Но подобно множеству людей, потрясенных своим временем и внешней стороной, а не существом человеческой жизни, он обреченно поверхностен и, пожалуй, это понимает, судя по заглавию книги. Некоторые отрывки доказывают, что он способен на большее:
– «Господи! Наконец-то! – бормочет она, задыхаясь, и вдруг – неудержимо, восторженно, страстно, благодатно, сладостно, удивленно, всепрощающе, с болью, с трепетом, с жалостью, в предельной искренности, в последней душевной раскрытости – разражается рыданиями».
После таких, весьма редких в книге, строк досадуешь на то, что автор намеренно «скользит по поверхности» и занят непрестанным «изобретательством», которое, по собственному его признанию, ценит в художнике больше всего.
О новых французских книгах
«Газетные статьи»
Мориак справедливо назвал собрание своих статей «дневником» («Journal»). По-французски получается игра слов: «journal» – дневник и «journal» – газета, но и в переводе статьи Мориака не утратят своего первоначального дневникового смысла. Это ряд откликов, глубоких и острых, на всевозможные темы – и злободневные, и внутренно-интимные. Надо иметь большое дарование, бесконечный опыт и такт, чтобы с такой свободой и мастерством касаться вопросов, казалось бы, посторонних искусству (до Виолетты Нозьер включительно), и всегда оставаться на одинаково-высоком писательском уровне. Мориак достигает несравненного совершенства – на протяжении всей книги у него ни единого срыва.
Среди множества тонких и верных его замечаний хочется выбрать одно и применить его к самому автору. Он утверждает о Руссо и о Шатобриане, что человеческое в них богаче, нам ближе и милее, чем вся их блистательная литература. Он предпочитает «Исповедь» и «Воспоминания» всему тому, что составило славу обоих великих его предшественников. Как ни расценивать романы Мориака, но в этих «дневниковых» статьях, не стесненных условностями, им же себе навязанными, есть какая-то трогательная искренность, которой в его романах не найти.

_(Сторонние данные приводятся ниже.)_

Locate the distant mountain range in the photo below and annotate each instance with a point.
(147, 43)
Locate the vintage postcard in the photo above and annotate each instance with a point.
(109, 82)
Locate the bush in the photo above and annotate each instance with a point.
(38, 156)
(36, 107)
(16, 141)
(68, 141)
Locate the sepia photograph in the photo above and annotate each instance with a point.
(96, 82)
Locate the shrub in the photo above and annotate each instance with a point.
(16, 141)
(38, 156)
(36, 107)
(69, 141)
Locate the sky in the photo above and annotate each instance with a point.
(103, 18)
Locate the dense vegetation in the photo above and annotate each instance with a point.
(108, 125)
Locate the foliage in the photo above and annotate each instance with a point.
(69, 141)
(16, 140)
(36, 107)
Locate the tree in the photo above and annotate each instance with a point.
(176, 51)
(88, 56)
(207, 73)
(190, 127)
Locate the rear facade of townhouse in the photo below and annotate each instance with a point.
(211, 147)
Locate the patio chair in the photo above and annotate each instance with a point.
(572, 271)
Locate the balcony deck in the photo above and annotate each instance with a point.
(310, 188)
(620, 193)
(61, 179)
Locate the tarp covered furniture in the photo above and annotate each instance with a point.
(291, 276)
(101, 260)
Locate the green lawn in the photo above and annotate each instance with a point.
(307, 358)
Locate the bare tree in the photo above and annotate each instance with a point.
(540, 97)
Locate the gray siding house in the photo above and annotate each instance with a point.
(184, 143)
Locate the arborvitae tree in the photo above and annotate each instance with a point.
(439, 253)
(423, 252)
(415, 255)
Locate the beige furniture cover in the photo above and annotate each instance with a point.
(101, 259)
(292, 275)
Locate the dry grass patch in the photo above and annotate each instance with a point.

Он совмещает в таких записях предельную точность и поэтичность выражений. Мы как бы постоянно «соприсутствуем» во всех его сомнениях и поисках и разделяем обнаженную его тревогу. Мне кажется, что именно у Мориака «человеческий документ» когда-нибудь перевесит литературу. Должен оговориться, это соотношение далеко не общее правило: Достоевский и Пруст – обратные примеры. У них всё человеческое сосредоточено как раз в литературе.
В «Дневнике», в котором столько разнообразных суждений, нас поражает цельность тона и содержания. Это объясняется одной особенностью Мориака, являющейся, на мой взгляд, «психологическим чудом»: он помнит каждую минуту всего себя, весь переменчивый свой жизненный путь – семью, детство, карьеру, неудачи. Первый духовный толчок как-то навеки с ним сроднился – отсюда прелесть и свежесть внезапных переходов с одного на другое, единство жизни и творчества, сознательное побуждение не зазнаваться и не мертветь. Академические лавры внушают ему ребячески-грустное чувство, что это пришло слишком поздно, что этим он не порадует своих родителей. Тут же, рядом, очаровательная и внутренно-скромная мысль, вернее, вздох сожаления о том, что Бодлер не стал академиком, что за это мать ему простила бы многое.
От сохранившейся душевной молодости – и воображаемый разговор с Гретой Гарбо, мечтательно-детский в своем возникновении, но проницательный и мудрый в своих выводах. Вероятно, самое значительное у Мориака – его религиозно-общественные искания. Они тоже каким-то чудом сливаются с личной судьбой, с биографическими данными, и нас тем более, тем ощутительнее волнуют. Он отвечает на иные, близкие нам вопросы – о напрасных путешествиях людей, которым не сидится на месте, которые боятся уединения с самими собой, о погоне за наслаждениями из-за недостижимости счастья, о безысходной человеческой слабости. При этом в религиозных своих утверждениях Мориак, избегая ханжества, бывает, как лишь немногие другие, терпим к окружающим и безжалостен к себе.
Порой его доводам нельзя сопротивляться. Говоря об «эротической литературе», о горькой опустошенности бесчисленных ее героев, он предлагает написать книгу «Старость леди Четтерлей», и действительно ничего страшнее не придумаешь.